Answer Key: BigQuery
Exercise 1: Design Schema
Question: Design a BigQuery schema for a time-series analytics application. How do you partition? How do you cluster?
Answer
Goal: Design efficient BigQuery schema for time-series analytics.
Schema Design
CREATE TABLE events (
event_id INT64 NOT NULL,
user_id INT64 NOT NULL,
event_time TIMESTAMP NOT NULL,
event_type STRING NOT NULL,
event_data JSON,
created_at TIMESTAMP NOT NULL,
)
PARTITION BY DATE(event_time)
CLUSTER BY user_id, event_type;
Partitioning: By event_time (date)
- Reduces data scanned for time-range queries
- Automatic partition pruning
Clustering: By user_id, event_type
- Faster queries filtering by user or event type
- Better compression
Answer: Partition by date (event_time), cluster by user_id and event_type for common query patterns.

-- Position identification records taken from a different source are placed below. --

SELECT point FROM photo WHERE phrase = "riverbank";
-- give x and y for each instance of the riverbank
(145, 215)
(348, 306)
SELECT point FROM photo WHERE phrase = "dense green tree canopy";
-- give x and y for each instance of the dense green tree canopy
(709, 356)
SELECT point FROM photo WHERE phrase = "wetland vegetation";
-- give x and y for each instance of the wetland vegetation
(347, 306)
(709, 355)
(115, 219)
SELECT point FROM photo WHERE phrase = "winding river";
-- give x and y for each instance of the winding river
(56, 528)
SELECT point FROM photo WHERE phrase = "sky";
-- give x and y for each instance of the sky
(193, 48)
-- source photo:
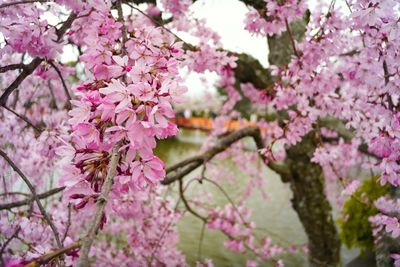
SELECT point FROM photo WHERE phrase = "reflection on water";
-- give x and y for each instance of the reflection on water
(273, 215)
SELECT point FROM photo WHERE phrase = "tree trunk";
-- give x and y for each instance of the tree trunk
(310, 202)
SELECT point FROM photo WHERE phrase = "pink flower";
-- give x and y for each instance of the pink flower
(351, 188)
(80, 113)
(87, 132)
(116, 92)
(143, 91)
(147, 171)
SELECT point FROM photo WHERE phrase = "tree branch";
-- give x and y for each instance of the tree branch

Exercise 2: Optimize Queries
Question: Your queries are slow and expensive. How do you optimize them? What partitioning/clustering do you use?
Answer
Optimization strategies:
- Add Partitioning: Partition by date for time-range queries
- Add Clustering: Cluster by frequently filtered columns
- Optimize Queries: Reduce data scanned, use filters early
- Use Appropriate Functions: Use efficient functions
Example: Partition by event_date, cluster by user_id and event_type.
Answer: Add partitioning for time-range queries, add clustering for common filters, optimize query patterns to reduce data scanned.

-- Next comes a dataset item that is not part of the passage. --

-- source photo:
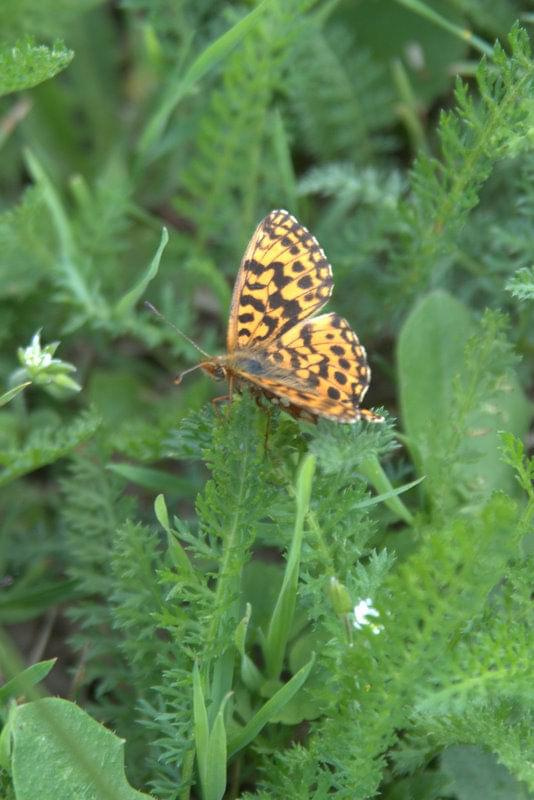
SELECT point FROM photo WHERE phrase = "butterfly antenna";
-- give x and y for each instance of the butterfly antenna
(175, 328)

Exercise 3: Handle Scaling
Question: Your application needs to handle 100× more queries. How do you scale BigQuery? What's the strategy?
Answer
Scaling strategies:
- Reserve Slots: Reserve slots for predictable workloads
- Optimize Queries: Reduce query complexity and data scanned
- Use Caching: Enable query result caching
- Distribute Load: Distribute queries across time
Answer: Reserve slots for predictable load, optimize queries, enable caching, distribute query load across time.